In der 2. Session ging es um die cusanischen Spätschriften. Claudia D’Amico widmet sich De non aliud (3–20). Wie in anderen Schriften auch, so bezog sich Nikolaus mehrfach auf Dionysius Areopagita, den er »den Größten unter den Theologen« nennt. Ihm geht es darum, das Absolute aenigmatisch zu benennen. Non-aliud ist ein Name, der etwas benennt, das an sich unbenennbar ist, ein Prinzip des Seins und Erkennens (20). Kazuhiko Yamaki interpretierte De ludo globi und dabei das cusanische rotunditas-Denken als »Erklärungssystem des Schauens Gottes« (327–341), es führt zum Mittelpunkt Christus (336.340). Hans Gerhard Senger untersuchte die letzten Schriften des Nikolaus (259–277). Das compendium ist eine sehr kurze Anleitung und zugleich weiterführende Darstellung seines philosophisch-theologischen Denkens, es stellt eine Zeichentheorie auf, die als Erklärung für viele Themenbereiche dient, De apice theoriae hat als Thema »die Suche nach dem Seins- und Erkenntnisprinzip, das alles und jedes einzelne möglich macht« (268).
Die 3. Session widmete sich dem Thema »Cusanus und die italienische Renaissance«, so Paul Richard Blum »Lorenzo Valla und Nicolaus Cusanus« (21–37). Beide teilten »ein scharfsinniges Interesse an der Reform der Kirche und der Sprache sowie grundsätzlich des Denkens«, ebenso an einer genauen Quellenforschung (21.24). Il Kim sprach über »The Lives of Alberti and Cusanus and Their Shared Objective«, dabei vor allem darüber, wie sich Albertis frühe Schriften in den späteren Schriften des Nikolaus widerspiegeln (197–212). Gianluca Cuozzo verglich das »theologische Infinitesimale« bei Nikolaus und Bruno (99–117). Beide berühren sich in der Unterscheidung eines »negativ Unendlichen« und eines »schlechten Unendlichen«, das Minimum fällt mit dem Maximum zusammen (100), Nikolaus betonte zugleich beider Nachwirkung auf Leibniz.
Der Leser erfährt manch Neues, anderes ist schon lange be­kannt. Das ist gut so. Es fällt aber auf, dass das Kreuzzugsprojekt gegen die Türken – an dem Nikolaus stark involviert war – nur am Rande erwähnt wird.
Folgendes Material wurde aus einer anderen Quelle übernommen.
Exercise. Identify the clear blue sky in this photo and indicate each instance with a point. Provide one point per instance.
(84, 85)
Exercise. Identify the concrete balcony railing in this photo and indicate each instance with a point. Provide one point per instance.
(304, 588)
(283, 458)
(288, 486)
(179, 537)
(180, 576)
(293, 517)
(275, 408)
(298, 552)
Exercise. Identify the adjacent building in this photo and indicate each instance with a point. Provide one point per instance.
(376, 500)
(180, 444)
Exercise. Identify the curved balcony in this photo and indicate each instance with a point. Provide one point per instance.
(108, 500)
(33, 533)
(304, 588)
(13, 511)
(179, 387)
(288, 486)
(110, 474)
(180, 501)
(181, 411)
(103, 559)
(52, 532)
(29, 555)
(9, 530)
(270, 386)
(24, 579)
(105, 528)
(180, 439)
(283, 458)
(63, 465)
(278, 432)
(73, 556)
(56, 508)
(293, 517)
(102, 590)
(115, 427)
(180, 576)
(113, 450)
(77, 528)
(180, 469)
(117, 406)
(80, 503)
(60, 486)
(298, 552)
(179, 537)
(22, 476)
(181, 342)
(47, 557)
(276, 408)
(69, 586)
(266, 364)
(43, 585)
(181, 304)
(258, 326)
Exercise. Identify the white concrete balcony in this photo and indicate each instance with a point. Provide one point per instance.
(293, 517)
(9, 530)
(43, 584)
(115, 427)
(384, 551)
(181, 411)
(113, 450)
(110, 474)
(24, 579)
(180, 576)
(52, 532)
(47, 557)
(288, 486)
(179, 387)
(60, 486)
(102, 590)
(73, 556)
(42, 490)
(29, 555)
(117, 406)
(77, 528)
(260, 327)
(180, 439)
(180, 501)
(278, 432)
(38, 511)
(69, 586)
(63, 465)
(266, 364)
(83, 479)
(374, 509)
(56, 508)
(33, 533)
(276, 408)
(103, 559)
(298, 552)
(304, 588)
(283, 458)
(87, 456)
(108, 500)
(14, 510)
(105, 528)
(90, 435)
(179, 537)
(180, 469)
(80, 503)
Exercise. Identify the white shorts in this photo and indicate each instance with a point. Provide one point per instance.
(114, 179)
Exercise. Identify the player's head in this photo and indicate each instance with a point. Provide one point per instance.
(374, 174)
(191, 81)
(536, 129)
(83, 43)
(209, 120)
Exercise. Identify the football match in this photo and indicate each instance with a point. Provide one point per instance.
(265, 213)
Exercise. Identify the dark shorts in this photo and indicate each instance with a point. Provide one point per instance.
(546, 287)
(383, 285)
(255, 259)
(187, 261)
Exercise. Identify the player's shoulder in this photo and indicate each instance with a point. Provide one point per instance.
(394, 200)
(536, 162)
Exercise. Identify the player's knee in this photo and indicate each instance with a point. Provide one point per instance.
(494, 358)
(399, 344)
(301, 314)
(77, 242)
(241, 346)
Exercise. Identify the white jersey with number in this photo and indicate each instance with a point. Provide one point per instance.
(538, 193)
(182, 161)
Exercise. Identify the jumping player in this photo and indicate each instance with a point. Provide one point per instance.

Leider gibt es etliche Fehler in den Anmerkungen, vor allem bei Rückverweisungen auf Angaben in früheren Anmerkungen (Brösch!). 14 Abbildungen sind beigegeben, ihre Wie­dergabe lässt zu wünschen übrig.
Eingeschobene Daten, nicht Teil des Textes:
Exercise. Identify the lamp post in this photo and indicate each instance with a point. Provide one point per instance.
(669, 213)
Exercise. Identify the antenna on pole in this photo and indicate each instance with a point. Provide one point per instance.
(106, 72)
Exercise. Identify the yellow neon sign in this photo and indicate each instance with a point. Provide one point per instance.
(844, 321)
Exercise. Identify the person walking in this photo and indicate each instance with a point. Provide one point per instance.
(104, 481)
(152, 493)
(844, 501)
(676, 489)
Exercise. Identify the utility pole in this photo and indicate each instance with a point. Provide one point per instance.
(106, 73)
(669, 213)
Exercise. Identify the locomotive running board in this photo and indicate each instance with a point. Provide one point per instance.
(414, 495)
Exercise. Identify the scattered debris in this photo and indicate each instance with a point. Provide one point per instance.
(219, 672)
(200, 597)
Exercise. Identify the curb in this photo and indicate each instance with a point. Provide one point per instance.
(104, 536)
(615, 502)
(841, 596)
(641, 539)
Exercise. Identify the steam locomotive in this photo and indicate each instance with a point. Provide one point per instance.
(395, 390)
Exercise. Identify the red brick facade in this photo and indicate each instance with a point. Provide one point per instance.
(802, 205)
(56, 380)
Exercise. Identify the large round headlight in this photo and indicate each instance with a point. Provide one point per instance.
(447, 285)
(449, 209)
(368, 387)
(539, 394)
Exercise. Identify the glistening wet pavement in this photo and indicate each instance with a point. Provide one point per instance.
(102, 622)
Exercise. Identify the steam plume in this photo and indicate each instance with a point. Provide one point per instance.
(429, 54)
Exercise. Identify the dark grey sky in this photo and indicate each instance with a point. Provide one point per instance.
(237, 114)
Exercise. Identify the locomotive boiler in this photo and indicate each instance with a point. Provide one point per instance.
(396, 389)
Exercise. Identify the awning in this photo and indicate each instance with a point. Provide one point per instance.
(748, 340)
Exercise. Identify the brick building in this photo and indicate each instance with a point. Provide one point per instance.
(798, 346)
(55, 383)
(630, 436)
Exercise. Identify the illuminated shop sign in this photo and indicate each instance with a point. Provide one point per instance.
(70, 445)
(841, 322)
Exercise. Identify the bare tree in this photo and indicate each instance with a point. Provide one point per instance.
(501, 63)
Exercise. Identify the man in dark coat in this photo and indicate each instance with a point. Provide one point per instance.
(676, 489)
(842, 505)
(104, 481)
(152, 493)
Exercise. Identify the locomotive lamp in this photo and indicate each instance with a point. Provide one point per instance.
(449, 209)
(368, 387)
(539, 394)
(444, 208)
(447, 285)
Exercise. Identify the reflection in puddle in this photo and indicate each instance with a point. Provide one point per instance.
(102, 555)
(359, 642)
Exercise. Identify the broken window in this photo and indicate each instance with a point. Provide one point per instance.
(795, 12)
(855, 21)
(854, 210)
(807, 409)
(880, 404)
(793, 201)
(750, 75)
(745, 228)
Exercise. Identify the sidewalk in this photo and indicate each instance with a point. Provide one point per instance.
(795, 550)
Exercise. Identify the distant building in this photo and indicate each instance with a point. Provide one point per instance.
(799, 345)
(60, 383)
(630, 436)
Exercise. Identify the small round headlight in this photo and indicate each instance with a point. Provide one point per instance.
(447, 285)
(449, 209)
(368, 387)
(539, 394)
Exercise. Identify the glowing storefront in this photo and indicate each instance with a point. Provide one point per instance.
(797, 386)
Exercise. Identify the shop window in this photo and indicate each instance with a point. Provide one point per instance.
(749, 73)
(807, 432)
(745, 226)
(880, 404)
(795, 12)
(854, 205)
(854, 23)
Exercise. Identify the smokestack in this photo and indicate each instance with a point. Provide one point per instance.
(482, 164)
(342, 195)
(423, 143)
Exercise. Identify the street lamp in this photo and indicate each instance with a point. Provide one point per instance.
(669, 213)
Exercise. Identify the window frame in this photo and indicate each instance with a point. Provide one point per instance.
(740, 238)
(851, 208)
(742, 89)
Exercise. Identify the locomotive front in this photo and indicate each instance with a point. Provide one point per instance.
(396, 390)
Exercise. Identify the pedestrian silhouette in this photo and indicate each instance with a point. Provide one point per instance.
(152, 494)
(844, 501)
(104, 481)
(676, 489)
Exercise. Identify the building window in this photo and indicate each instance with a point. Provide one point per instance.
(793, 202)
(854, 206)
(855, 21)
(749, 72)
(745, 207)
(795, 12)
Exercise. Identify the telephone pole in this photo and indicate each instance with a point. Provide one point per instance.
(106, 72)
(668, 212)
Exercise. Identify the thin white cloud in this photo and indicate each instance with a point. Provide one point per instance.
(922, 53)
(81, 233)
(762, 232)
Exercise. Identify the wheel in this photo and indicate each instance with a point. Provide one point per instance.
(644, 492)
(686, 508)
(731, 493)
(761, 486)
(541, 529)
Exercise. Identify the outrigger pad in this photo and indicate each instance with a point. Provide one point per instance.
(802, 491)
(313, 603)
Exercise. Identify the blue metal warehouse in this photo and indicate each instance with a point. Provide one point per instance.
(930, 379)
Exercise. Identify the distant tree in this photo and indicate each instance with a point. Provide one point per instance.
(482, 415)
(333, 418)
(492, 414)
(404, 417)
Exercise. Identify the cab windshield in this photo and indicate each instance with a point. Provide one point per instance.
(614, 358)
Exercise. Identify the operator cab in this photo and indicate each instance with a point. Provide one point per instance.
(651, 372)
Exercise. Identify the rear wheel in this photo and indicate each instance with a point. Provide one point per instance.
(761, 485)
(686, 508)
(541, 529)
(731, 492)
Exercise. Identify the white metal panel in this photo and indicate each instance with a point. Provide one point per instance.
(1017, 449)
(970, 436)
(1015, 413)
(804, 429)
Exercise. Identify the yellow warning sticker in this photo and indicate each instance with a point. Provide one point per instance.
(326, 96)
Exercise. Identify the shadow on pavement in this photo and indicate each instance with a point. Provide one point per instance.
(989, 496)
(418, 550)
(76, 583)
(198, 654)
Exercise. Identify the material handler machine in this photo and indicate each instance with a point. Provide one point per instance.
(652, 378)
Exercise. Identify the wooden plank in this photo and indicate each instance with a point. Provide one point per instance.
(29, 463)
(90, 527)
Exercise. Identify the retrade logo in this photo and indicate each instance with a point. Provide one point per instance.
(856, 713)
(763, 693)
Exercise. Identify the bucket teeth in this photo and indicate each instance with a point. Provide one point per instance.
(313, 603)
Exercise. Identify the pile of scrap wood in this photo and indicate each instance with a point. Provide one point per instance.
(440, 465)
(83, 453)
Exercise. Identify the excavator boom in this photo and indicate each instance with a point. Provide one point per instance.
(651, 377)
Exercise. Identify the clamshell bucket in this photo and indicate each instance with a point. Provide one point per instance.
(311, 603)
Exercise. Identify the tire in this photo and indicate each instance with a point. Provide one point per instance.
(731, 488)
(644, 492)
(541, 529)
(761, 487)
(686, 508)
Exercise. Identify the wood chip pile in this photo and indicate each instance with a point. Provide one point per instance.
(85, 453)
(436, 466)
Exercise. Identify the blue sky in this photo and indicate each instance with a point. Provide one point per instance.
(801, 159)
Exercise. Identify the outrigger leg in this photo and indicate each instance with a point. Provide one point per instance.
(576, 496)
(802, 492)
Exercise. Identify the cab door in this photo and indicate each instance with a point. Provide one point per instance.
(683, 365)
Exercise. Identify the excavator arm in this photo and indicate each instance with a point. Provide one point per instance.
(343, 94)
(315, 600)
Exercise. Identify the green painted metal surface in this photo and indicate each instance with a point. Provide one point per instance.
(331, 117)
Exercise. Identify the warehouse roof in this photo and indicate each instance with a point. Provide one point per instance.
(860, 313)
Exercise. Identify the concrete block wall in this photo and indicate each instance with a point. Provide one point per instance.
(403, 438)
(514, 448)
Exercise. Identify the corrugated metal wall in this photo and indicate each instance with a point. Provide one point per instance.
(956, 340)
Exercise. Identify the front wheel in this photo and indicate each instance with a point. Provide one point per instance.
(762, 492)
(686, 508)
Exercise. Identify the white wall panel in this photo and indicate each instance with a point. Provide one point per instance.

Es folgen Sonderbeiträge: Niels Bohnert und Tom Müller: »Zur Cusanus-Rezeption bei Johannes Trithemius« (345–375), Clyde Lee Miller: »The Cusanus Map and Nicholas of Cusa’s Cosmographicus« (377–393), Viki Ranff: »Dionysius in der Gottesnamenspekulation des jungen Predigers Cusanus« (395–410) und Max Rohstock: »Nicolaus Cusanus und Johannes Scottus Eriugena: Abhandlung über die historisch-systematischen Grundlagen der cusanischen Spätphilosophie« (411–433). – Bohnert/Müller gehen den zahlreichen Erwähnungen nach, die Trithemius über Nikolaus gemacht hat, vor allem zu seiner Legationsreise. Inhaltlich hat er sich mit seinem Werk wohl kaum befasst. Ranff betont, dass Nikolaus lebenslang durch die Schriften des Dionysius geprägt war, vor allem durch dessen mystische Theologie. Dies zeigt sich besonders in der Gottesnamenthematik und dabei in der Verwendung von Aussagen einer negativen Theologie: Gott ist letztlich über jeden Namen erhaben (405), trotzdem suchte Nikolaus immer nach neuen Gottesnamen. Und Rohstock untersucht, inwieweit Nikolaus ganz in der Tradition des Neuplatonismus steht. Er denkt »Transzendenz und Prinzipfunktion des Absoluten als Einheit« (420). Zu dieser Erkenntnis kommt er durch Proklos, Ps.-Dionysius und Eriugena, vor allem durch dessen »originelles Konzept absoluter Transzendenz«. Es führte ihn zur Erkenntnis, dass das Nicht-Wissen die »höchste Weisheit« sei (426.432).
Diese Beiträge vertiefen unser Wissen über Nikolaus und sein philosophisch-theologisches Denken.